#!/usr/bin/env python
# coding: utf-8

# # Dask Array

# This notebook gives a quick demo of using `dask.array`. It is not intended to be a full tutorial on using dask, or a full demonstration of its capabilities. For more information see the docs [here](http://dask.pydata.org/en/latest/), or some live notebooks [here](http://mybinder.org/repo/blaze/dask-examples).

# ## Create an array

# In[1]:


import dask.array as da
import numpy as np


# ### Create a dask array
# Dask arrays can be created in a few different ways, but here we'll use the `from_array` function. `from_array` accepts anything that works with numpy style slicing, so we could pass in an hdf5 or netcdf4 Dataset instead of a numpy array. We'll use a numpy array here just for a quick demo. We also pass in a `chunks` keyword, which tells dask how to block the array into chunks.

# In[2]:


x = np.arange(3000**2).reshape((3000, 3000))
a = da.from_array(x, chunks=(750, 750))


# ### Examine the array
# `a` now is a `dask.array.Array` object, which looks a lot like a numpy array. It has many of the same methods even:

# In[3]:


print([f for f in dir(a) if not f.startswith('_')])


# In[4]:


a.shape


# In[5]:


a.dtype


# Computations done on the array are not run immediately, but recorded in a graph as a `dask` attribute on the array. This is common for all dask collections (`dask.array`, `dask.dataframe`, `dask.bag` and `dask.imperative`). To see the graph, one can use the `visualize` method:

# In[6]:


a.visualize()


# The graph of `a` just shows several slices being taken out of `x` - one for each chunk. Lets create a larger computation, and visualize it:

# In[7]:


expr = a.dot(a.T).sum(axis=0)
expr.visualize()


# That's quite a complicated graph! Before the computation is actually run (by calling the `compute` method on the array), the graph is simplified with several optimization passes to improve efficiency. To visualize the final graph to be run, we can set the `optimize_graph` keyword as `True`:

# In[8]:


expr.visualize(optimize_graph=True)


# This is a much simpler computation, and is the result of inlining, fusing, and rewriting tasks.

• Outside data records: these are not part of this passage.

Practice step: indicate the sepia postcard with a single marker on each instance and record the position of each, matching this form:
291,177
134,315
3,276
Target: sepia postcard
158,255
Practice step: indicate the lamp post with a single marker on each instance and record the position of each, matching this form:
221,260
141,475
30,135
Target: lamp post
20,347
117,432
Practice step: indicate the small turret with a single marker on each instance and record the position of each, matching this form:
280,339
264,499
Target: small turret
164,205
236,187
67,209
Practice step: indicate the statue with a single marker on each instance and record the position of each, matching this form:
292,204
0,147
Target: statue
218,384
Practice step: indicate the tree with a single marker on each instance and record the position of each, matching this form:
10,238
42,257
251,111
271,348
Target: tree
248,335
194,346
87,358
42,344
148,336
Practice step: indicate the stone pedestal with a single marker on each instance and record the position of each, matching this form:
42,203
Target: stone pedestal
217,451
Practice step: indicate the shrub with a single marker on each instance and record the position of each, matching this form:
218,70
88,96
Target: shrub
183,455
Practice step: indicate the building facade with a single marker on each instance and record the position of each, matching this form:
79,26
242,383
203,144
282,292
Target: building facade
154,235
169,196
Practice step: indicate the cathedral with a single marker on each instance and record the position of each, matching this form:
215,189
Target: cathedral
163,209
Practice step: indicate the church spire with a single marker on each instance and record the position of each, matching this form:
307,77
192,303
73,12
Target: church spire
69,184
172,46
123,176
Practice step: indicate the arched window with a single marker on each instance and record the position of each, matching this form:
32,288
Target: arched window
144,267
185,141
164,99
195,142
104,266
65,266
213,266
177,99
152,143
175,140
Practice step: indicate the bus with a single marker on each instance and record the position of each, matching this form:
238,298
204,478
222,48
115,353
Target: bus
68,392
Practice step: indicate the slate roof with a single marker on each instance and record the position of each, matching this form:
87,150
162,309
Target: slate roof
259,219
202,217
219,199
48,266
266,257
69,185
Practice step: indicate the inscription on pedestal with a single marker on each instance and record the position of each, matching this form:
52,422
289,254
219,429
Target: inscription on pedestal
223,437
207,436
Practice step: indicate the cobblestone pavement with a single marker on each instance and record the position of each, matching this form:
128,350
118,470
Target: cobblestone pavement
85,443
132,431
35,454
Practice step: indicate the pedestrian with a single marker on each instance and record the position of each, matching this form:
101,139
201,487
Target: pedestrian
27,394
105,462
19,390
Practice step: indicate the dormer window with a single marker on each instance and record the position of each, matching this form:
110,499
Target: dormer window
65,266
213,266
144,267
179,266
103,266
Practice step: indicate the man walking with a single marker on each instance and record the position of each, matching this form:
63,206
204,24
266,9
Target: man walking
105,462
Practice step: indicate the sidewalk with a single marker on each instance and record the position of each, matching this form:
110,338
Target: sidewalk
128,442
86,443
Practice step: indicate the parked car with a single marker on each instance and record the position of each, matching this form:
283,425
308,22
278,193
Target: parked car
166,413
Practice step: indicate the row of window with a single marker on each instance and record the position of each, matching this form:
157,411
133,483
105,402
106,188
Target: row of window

# ### Perform the actual computation
# To actually run the computation, we can call the `compute` method. 
# 
# We'll also load some diagnostic tools so we can profile the computation afterwards. To read more about the diagnostic options in dask, see the docs [here](http://dask.pydata.org/en/latest/diagnostics.html).

# In[9]:


from dask.diagnostics import Profiler, ResourceProfiler, ProgressBar, visualize
from bokeh.io import output_notebook
ProgressBar().register()
output_notebook()


# In[10]:


with ResourceProfiler(dt=0.5) as rprof, Profiler() as prof:
    out = expr.compute(num_workers=4)


# Here we'll plot a profile of the computation as executed by dask. The top plot has a box for each task showing the duration of the task (hover over the box with your mouse to see the task description). The bottom plot shows our resource usage.
# 
# As can be seen in this plot, we used 400% cpu, indicating all 4 cores of my computer were fully used.

# In[11]:


visualize([prof, rprof])


# Lets run the same computation in NumPy:

# In[12]:


get_ipython().run_line_magic('time', '_ = x.dot(x.T).sum(axis=0)')


# This took roughly 4 times as long as the computation in dask, showing that for large enough arrays, the parallelism from dask provides significant speedup.